My Korean spice viburnum (Viburnum carlesii ‘Compactum’, a 4-by 4-foot cultivar introduced to the world by the Hoogendoorns of Middletown, RI) started opening its pink tinged buds on May Day and instantly filled my garden like an over-perfumed lady in an elevator. Its heavy scent doesn’t make me sneeze or my eyes water but is powerful enough to overwhelm some of my garden’s subtler colognes. Like that of my ‘Prairiefire’ crabapple. Up close, its loud raspberry-pink blossoms only smell freshly clean, like line-dried laundry.
I practically need to stick the fuzzy greenish-white Q-tip flowers of my Fothergilla × intermedia ‘Blue Shadow’ up my nose to catch a whiff of their sweet honey-ish-ness. But whatever fothergilla lacks in heady fragrance, it more than makes up for with powder-blue foliage all summer, and by turning an eye-popping yellow, orange, red, purple in fall. That’s one May-flowering shrub with a lot to look forward to.

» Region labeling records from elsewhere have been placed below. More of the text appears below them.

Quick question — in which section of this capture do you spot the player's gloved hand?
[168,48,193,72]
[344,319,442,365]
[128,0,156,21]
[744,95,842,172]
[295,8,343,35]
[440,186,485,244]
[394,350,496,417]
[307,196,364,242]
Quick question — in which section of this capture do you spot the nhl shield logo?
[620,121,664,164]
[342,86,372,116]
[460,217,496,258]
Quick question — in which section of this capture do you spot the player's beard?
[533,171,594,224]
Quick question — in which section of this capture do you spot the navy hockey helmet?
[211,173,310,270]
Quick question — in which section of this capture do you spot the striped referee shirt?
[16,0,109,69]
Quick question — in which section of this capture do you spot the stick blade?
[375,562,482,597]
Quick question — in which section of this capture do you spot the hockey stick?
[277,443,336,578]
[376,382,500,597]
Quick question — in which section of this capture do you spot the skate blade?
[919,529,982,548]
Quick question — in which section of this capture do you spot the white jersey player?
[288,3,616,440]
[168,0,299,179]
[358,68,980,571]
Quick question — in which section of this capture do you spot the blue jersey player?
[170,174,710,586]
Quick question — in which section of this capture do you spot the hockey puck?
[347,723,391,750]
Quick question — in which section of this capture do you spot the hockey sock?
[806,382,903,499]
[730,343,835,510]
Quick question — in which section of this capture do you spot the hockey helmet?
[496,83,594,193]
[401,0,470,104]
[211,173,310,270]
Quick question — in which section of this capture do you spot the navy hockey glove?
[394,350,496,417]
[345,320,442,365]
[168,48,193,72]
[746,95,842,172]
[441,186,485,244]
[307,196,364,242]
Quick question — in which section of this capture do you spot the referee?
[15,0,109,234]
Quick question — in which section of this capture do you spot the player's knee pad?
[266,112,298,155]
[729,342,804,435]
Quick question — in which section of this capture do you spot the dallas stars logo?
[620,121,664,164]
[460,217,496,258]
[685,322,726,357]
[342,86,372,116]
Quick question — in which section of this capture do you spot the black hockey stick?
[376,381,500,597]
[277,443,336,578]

Shrubs and trees aren’t the only scent bearers in my garden. Woodland phlox (Phlox divaricata ‘Blue Moon’) spreading a deep-green groundcover through a shady bed is worth a hamstring stretch to place nostrils somewhere near foot-tall French-blue, cinnamony pinwheels. Sweet woodruff (Galium odoratum), another more ubiquitous groundcover for shade, is reportedly evocative of freshly mown hay particularly if its foliage is either crushed or dried. This city girl just thinks it smells spring-sweet, and strong enough on a warm day to detect from a distance.
Nepeta foliage emits an even stronger, mint-spicy aroma when its foliage is touched or abused so I have made a point of planting clumps of catmint all along the front of my sunniest, weediest border where I have every excuse to lean into and over them. I also cut them back by half this week — a pleasant task and optimistic too. Although their flush of bloom will be delayed by a couple of weeks, the clumps won’t be as likely to splay open under the weight of summer.
And that right there is a perfect example of what makes this time of year so great. May offers gardeners all sorts of opportunities to enjoy the moment—breathe it deeply in—while we prepare for and look forward to what’s next.